Charles Leclerc affirme que les toutes nouvelles machines de Formule 1 pour 2026 l’ont obligé à repenser ce que signifie réellement le plaisir de conduire.
Les changements radicaux apportés à la réglementation de la Formule 1 en 2026 ont modifié plus que simplement l’apparence des voitures, ils ont remodelé la façon dont elles sont conduites.
Les nouvelles règles relatives aux châssis et aux groupes motopropulseurs ont mis davantage l’accent sur la gestion de l’énergie, les techniques de levage et de décélération et l’optimisation du système.
Le résultat est une voiture qui demande plus de calcul et moins d’attaque instinctive.
Pour Charles Leclerc, ce changement a nécessité une réinitialisation des mentalités.
Le pilote Ferrari concède que l’expérience de conduite elle-même n’est pas aussi enrichissante que celle des générations précédentes.
« Ce n’est pas la voiture la plus drôle », a-t-il déclaré aux médias, notamment Semaine du sport automobile.
« Je veux dire, ce n’est pas le plus amusant que j’ai eu à conduire une voiture, mais c’est comme ça.

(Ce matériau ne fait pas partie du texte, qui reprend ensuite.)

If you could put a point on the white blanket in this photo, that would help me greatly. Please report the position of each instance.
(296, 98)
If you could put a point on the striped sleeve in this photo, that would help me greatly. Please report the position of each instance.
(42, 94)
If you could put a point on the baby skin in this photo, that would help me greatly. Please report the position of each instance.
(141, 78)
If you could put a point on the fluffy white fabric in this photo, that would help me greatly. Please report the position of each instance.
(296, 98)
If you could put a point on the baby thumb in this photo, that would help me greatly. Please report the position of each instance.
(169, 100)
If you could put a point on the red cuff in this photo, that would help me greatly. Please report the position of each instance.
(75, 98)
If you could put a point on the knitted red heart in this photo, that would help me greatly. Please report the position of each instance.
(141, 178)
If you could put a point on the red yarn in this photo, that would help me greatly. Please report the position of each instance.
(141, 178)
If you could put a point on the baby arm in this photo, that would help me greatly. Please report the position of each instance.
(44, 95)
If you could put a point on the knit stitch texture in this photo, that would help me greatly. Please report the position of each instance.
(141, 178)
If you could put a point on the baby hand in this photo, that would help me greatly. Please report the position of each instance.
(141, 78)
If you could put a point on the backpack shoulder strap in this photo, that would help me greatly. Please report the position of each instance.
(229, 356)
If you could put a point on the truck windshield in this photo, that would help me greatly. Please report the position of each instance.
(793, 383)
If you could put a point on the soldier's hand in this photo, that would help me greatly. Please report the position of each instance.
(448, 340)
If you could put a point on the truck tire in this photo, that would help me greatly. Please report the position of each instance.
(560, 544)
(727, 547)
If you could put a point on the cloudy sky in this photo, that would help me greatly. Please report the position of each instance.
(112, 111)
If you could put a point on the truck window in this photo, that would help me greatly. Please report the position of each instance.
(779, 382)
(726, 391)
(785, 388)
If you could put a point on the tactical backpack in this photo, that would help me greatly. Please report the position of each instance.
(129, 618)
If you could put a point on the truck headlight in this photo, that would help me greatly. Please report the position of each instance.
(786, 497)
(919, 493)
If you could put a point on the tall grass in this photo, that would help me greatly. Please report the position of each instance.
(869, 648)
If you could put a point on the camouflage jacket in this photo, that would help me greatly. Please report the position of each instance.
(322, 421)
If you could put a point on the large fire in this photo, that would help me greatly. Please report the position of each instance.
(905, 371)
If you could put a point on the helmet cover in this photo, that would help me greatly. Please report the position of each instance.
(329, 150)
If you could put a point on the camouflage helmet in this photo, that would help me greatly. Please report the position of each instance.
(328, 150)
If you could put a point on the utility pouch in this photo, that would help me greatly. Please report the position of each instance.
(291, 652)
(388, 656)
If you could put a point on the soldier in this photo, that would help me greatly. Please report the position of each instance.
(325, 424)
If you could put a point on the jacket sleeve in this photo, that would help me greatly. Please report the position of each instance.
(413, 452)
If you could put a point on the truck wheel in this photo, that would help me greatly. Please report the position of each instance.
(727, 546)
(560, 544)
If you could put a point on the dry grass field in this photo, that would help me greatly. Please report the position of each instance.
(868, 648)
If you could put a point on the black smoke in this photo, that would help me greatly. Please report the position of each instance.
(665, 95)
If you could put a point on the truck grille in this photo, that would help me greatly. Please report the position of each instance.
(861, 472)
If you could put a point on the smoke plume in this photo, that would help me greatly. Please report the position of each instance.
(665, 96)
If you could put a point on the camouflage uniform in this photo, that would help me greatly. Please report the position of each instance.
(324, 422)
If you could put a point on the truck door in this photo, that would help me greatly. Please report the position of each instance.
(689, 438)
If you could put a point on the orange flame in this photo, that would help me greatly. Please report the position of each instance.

Et je trouve le plaisir d’une manière différente.
« Je pense que le défi de réellement développer ce tout nouveau système est, en soi, quelque chose que j’ai apprécié et que je trouve très intéressant.
« En cela, je trouve en quelque sorte amusant de simplement expérimenter des choses différentes et des choses qui n’auraient peut-être pas fonctionné dans le passé.
« Mais maintenant que tout est différent, c’est cool de pouvoir sortir un peu des sentiers battus et d’essayer de trouver d’autres moyens pour maximiser les performances de la voiture. Mais le plaisir réel de conduire la voiture est différent. »
Plutôt que de se concentrer sur le ressenti pur et simple, Leclerc a tiré satisfaction du côté intellectuel de la tâche.
Plus léger, plus net, plus réactif
Il y a des éléments du nouveau package qui conviennent à Leclerc.
Le poids réduit des voitures 2026 les a rendues plus réactives, notamment dans les changements de direction.
Cette caractéristique correspond à la préférence de Leclerc pour une voiture qui tourne librement à l’entrée et lui permet de s’appuyer sur l’essieu arrière.
« Le poids, ça se sent vraiment », a souligné Leclerc.
« La voiture est un peu plus vivante, et en termes d’équilibre, vous pouvez jouer beaucoup plus avec la voiture et vous pouvez avoir un arrière très vif.
« L’année dernière, je me souviens, avec le poids, c’était un peu plus difficile à gérer. J’ai toujours aimé les voitures qui survirent, mais avec ces voitures, j’ai l’impression qu’on peut aller un peu plus extrême avec elles. »
Même ainsi, l’agilité accrue ne compense pas entièrement l’accent accru mis sur la gestion au volant.
Plus de systèmes, moins de liberté, dit Leclerc
Le déploiement de l’énergie joue désormais un rôle central dans le temps au tour. Les conducteurs doivent constamment surveiller la récolte et l’utilisation, en équilibrant performances et efficacité. Cela a réduit la proportion du tour passé en pleine attaque.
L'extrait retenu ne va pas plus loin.